Pages is not really an appropriate application for just reading, whether on an 
IOS device or on a Mac. However, it does offer a reasonably accessible way of 
formatting documents.

Here's a little guide to using Pages on the iPhone that I put together from my 
own experience and other people's.

Cheers,

Anne

You can read and type text. Be aware, however, that rather than showing the 
entire document in one edit field, Pages breaks documents up in to multiple 
edit fields in such a way that each edit field corresponds to roughly one page 
of text. You'll see two or three of these "pages"/edit fields on screen at once 
and must use the vertical scrolling gestures to scroll through the pages. So, 
when you move to the top/bottom of an edit field, or select all text in an edit 
field, you aren't moving to the top/bottom of or selecting the entire document 
but rather manipulating the current "page". Thus, if you wanted to make some 
formatting change that applied to, say, a couple of pages, you'd have to select 
relevant text from the first edit field in question, apply the formatting 
change, select text in the next relevant edit field, apply formatting change, 
and so on.

You can accessibly change the font used. After you select text using typical VO 
selection commands, activate the Info button located in the upper right-hand 
portion of the screen. The safest way to find this without losing your 
selection is to approach the status bar from the top and locate the time, then 
slide your finger down to Info and tap with a second finger to activate it. 
Then go straight to the bottom portion of the screen without touching anything 
in between, and you'll find the Text Options pane. You'll see formatting items; 
activate the icon labeled with the current point/font info, then activate the 
icon called Font, CurrentFontName, (where CurrentFontName is the actual font 
name of course) and pick a different font. The buttons to apply effects such as 
Bold, Italic, Underline, etc. also work. You can also change the point size by 
flicking up or down, but changing the colour is a problem as the colours are 
not named. Once done making those changes, you can return to the text by 
sliding a finger up the left-hand side of the screen.
Documents are saved automatically as you compose them, so you never save them 
manually.

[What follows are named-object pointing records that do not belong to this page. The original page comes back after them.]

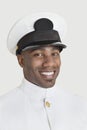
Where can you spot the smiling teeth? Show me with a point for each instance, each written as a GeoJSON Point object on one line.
{"type": "Point", "coordinates": [47, 73]}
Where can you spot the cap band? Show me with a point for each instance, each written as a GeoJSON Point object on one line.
{"type": "Point", "coordinates": [38, 38]}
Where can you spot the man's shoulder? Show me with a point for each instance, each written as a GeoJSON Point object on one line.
{"type": "Point", "coordinates": [11, 97]}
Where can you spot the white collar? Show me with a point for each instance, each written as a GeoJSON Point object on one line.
{"type": "Point", "coordinates": [36, 92]}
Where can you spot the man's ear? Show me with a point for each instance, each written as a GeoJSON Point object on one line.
{"type": "Point", "coordinates": [20, 60]}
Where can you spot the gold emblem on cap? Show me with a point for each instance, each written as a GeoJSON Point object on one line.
{"type": "Point", "coordinates": [47, 104]}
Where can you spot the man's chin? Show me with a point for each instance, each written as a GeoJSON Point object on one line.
{"type": "Point", "coordinates": [48, 84]}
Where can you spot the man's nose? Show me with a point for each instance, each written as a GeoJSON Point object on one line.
{"type": "Point", "coordinates": [48, 61]}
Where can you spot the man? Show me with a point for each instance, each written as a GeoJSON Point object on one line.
{"type": "Point", "coordinates": [39, 103]}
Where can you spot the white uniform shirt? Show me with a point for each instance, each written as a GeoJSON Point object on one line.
{"type": "Point", "coordinates": [30, 107]}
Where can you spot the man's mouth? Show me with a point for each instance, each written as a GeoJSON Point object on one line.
{"type": "Point", "coordinates": [48, 74]}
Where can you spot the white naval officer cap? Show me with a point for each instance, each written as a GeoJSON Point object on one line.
{"type": "Point", "coordinates": [37, 30]}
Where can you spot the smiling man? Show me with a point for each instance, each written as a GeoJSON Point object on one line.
{"type": "Point", "coordinates": [39, 103]}
{"type": "Point", "coordinates": [41, 65]}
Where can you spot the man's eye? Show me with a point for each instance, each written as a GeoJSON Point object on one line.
{"type": "Point", "coordinates": [55, 54]}
{"type": "Point", "coordinates": [38, 55]}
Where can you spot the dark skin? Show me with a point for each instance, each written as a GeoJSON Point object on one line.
{"type": "Point", "coordinates": [41, 66]}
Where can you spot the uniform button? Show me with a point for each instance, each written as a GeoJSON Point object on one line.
{"type": "Point", "coordinates": [47, 104]}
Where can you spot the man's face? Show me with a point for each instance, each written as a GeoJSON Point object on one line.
{"type": "Point", "coordinates": [41, 66]}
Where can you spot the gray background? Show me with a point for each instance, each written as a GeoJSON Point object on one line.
{"type": "Point", "coordinates": [73, 75]}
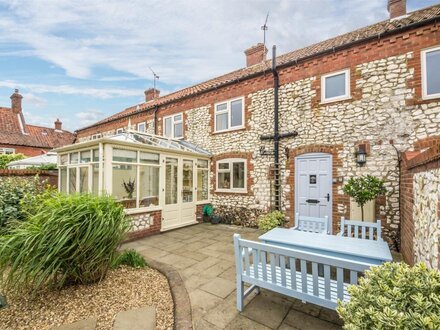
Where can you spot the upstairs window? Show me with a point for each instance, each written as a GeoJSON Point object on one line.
{"type": "Point", "coordinates": [229, 115]}
{"type": "Point", "coordinates": [173, 126]}
{"type": "Point", "coordinates": [140, 127]}
{"type": "Point", "coordinates": [231, 175]}
{"type": "Point", "coordinates": [431, 73]}
{"type": "Point", "coordinates": [335, 86]}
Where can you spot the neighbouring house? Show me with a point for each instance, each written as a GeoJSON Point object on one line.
{"type": "Point", "coordinates": [47, 159]}
{"type": "Point", "coordinates": [18, 137]}
{"type": "Point", "coordinates": [347, 106]}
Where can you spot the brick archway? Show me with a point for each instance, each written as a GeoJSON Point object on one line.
{"type": "Point", "coordinates": [336, 164]}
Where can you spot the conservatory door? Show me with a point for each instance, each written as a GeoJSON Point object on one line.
{"type": "Point", "coordinates": [179, 209]}
{"type": "Point", "coordinates": [171, 209]}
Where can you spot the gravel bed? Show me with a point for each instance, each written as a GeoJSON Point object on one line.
{"type": "Point", "coordinates": [122, 289]}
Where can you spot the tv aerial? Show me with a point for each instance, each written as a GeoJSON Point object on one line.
{"type": "Point", "coordinates": [155, 77]}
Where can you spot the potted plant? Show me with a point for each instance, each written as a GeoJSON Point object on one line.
{"type": "Point", "coordinates": [129, 186]}
{"type": "Point", "coordinates": [207, 212]}
{"type": "Point", "coordinates": [364, 189]}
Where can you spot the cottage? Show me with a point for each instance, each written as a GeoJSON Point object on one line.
{"type": "Point", "coordinates": [18, 137]}
{"type": "Point", "coordinates": [347, 106]}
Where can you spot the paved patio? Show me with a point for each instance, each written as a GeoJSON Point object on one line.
{"type": "Point", "coordinates": [203, 254]}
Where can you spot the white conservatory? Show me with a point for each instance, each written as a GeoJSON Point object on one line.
{"type": "Point", "coordinates": [146, 173]}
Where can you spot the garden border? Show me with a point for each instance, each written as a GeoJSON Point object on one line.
{"type": "Point", "coordinates": [182, 304]}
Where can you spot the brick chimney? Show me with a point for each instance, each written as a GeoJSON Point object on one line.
{"type": "Point", "coordinates": [396, 8]}
{"type": "Point", "coordinates": [58, 125]}
{"type": "Point", "coordinates": [16, 101]}
{"type": "Point", "coordinates": [256, 54]}
{"type": "Point", "coordinates": [151, 94]}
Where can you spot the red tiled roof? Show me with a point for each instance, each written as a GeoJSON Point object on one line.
{"type": "Point", "coordinates": [37, 136]}
{"type": "Point", "coordinates": [362, 34]}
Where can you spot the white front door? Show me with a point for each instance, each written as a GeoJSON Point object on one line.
{"type": "Point", "coordinates": [313, 185]}
{"type": "Point", "coordinates": [179, 202]}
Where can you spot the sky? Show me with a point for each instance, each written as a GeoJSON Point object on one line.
{"type": "Point", "coordinates": [83, 60]}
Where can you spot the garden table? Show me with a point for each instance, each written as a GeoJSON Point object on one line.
{"type": "Point", "coordinates": [341, 247]}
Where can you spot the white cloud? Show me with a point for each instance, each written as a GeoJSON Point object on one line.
{"type": "Point", "coordinates": [184, 41]}
{"type": "Point", "coordinates": [102, 93]}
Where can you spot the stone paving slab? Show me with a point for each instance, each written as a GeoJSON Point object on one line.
{"type": "Point", "coordinates": [204, 257]}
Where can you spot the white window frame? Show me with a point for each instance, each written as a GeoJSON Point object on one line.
{"type": "Point", "coordinates": [173, 123]}
{"type": "Point", "coordinates": [423, 53]}
{"type": "Point", "coordinates": [230, 161]}
{"type": "Point", "coordinates": [141, 124]}
{"type": "Point", "coordinates": [347, 94]}
{"type": "Point", "coordinates": [228, 111]}
{"type": "Point", "coordinates": [7, 151]}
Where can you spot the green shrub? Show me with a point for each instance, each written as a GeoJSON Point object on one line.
{"type": "Point", "coordinates": [14, 191]}
{"type": "Point", "coordinates": [130, 258]}
{"type": "Point", "coordinates": [6, 159]}
{"type": "Point", "coordinates": [70, 239]}
{"type": "Point", "coordinates": [394, 296]}
{"type": "Point", "coordinates": [271, 220]}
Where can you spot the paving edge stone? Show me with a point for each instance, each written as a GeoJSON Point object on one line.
{"type": "Point", "coordinates": [182, 304]}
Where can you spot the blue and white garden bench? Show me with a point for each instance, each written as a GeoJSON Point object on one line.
{"type": "Point", "coordinates": [312, 275]}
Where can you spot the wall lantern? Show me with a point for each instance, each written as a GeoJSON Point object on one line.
{"type": "Point", "coordinates": [361, 155]}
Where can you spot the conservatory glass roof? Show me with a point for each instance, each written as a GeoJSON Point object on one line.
{"type": "Point", "coordinates": [158, 141]}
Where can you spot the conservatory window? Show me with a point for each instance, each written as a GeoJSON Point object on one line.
{"type": "Point", "coordinates": [202, 180]}
{"type": "Point", "coordinates": [135, 178]}
{"type": "Point", "coordinates": [231, 175]}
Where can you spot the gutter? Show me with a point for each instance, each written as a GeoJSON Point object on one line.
{"type": "Point", "coordinates": [290, 63]}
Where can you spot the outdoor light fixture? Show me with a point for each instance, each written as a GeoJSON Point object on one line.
{"type": "Point", "coordinates": [361, 155]}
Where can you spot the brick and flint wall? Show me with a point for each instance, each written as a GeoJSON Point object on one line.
{"type": "Point", "coordinates": [385, 111]}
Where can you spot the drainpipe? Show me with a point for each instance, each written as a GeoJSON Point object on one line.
{"type": "Point", "coordinates": [276, 135]}
{"type": "Point", "coordinates": [156, 109]}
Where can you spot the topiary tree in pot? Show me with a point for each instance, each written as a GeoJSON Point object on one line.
{"type": "Point", "coordinates": [364, 189]}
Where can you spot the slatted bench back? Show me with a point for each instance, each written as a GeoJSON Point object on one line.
{"type": "Point", "coordinates": [310, 277]}
{"type": "Point", "coordinates": [361, 229]}
{"type": "Point", "coordinates": [311, 224]}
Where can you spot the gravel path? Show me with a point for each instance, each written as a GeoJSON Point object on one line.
{"type": "Point", "coordinates": [123, 289]}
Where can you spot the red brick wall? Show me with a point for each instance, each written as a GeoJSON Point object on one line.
{"type": "Point", "coordinates": [50, 176]}
{"type": "Point", "coordinates": [412, 163]}
{"type": "Point", "coordinates": [27, 151]}
{"type": "Point", "coordinates": [153, 229]}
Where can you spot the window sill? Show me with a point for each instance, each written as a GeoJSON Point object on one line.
{"type": "Point", "coordinates": [329, 101]}
{"type": "Point", "coordinates": [142, 210]}
{"type": "Point", "coordinates": [224, 191]}
{"type": "Point", "coordinates": [241, 128]}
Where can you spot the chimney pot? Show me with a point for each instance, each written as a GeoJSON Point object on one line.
{"type": "Point", "coordinates": [151, 94]}
{"type": "Point", "coordinates": [396, 8]}
{"type": "Point", "coordinates": [58, 125]}
{"type": "Point", "coordinates": [16, 101]}
{"type": "Point", "coordinates": [256, 54]}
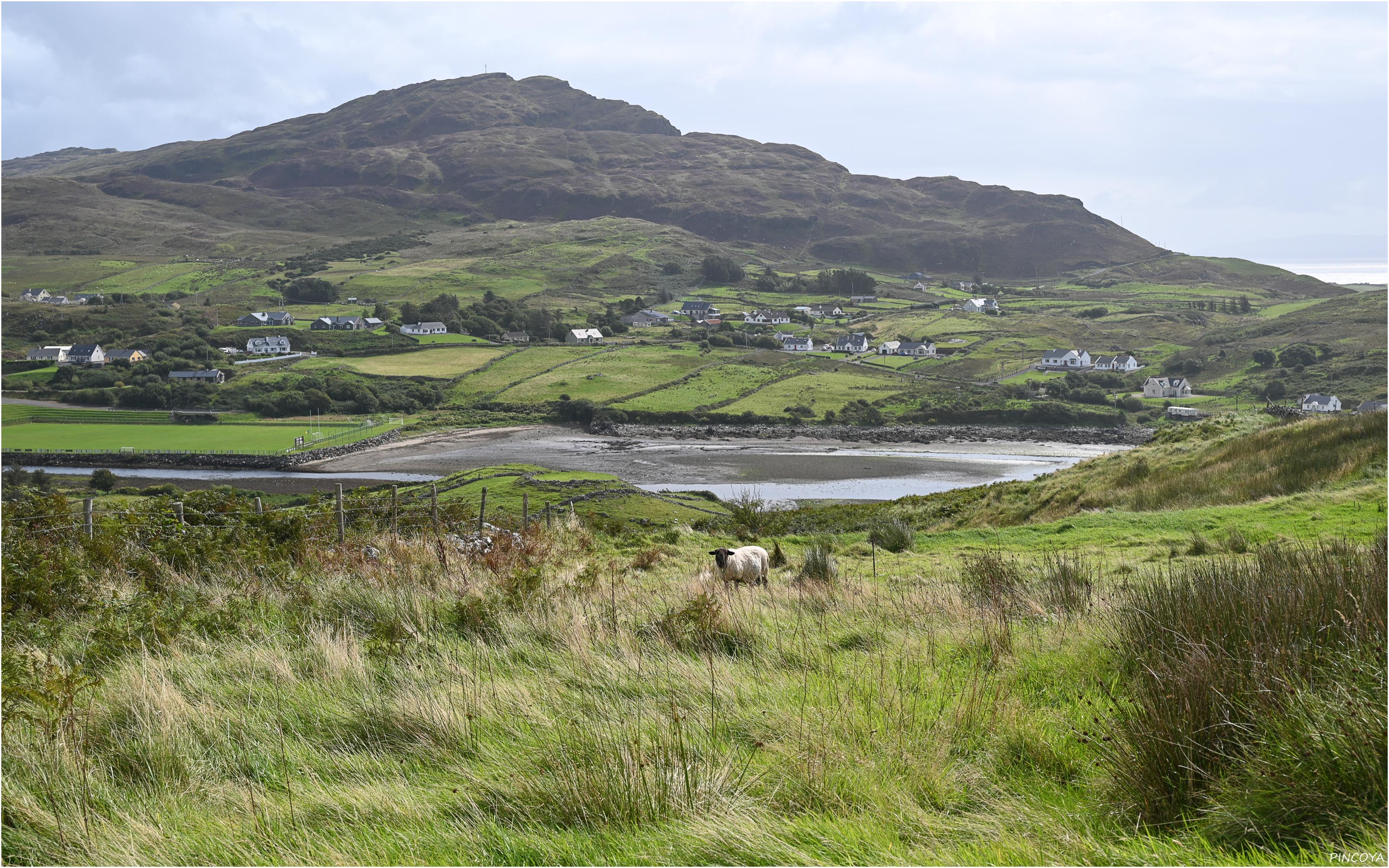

Emailing works fine; from upper-right portion of screen, select Tools 
> Share and Print > Email Document > button corresponding to file format you 
wish the attachment to be in, then a regular Mail window opens for you to fill 
in relevant details.

Renaming documents is tricky but can be done. If you add a new document and 
select the blank document template in order to add a blank document, its name 
will just be "blank", and the next blank document you create would be called 
"blank1", etc. 
Here's how to rename a Pages document on your iPhone. Warning: you need a 
steady hand.

You have to select Documents, then in the list of documents, place one finger 
on the one you wish to rename, toggle VoiceOver off, double-tap with that one 
finger, then toggle VoiceOver back on again. You'll be in an edit field which 
is the file name. Type the new name, then tap Done.

You can't accessibly sort documents in to folders.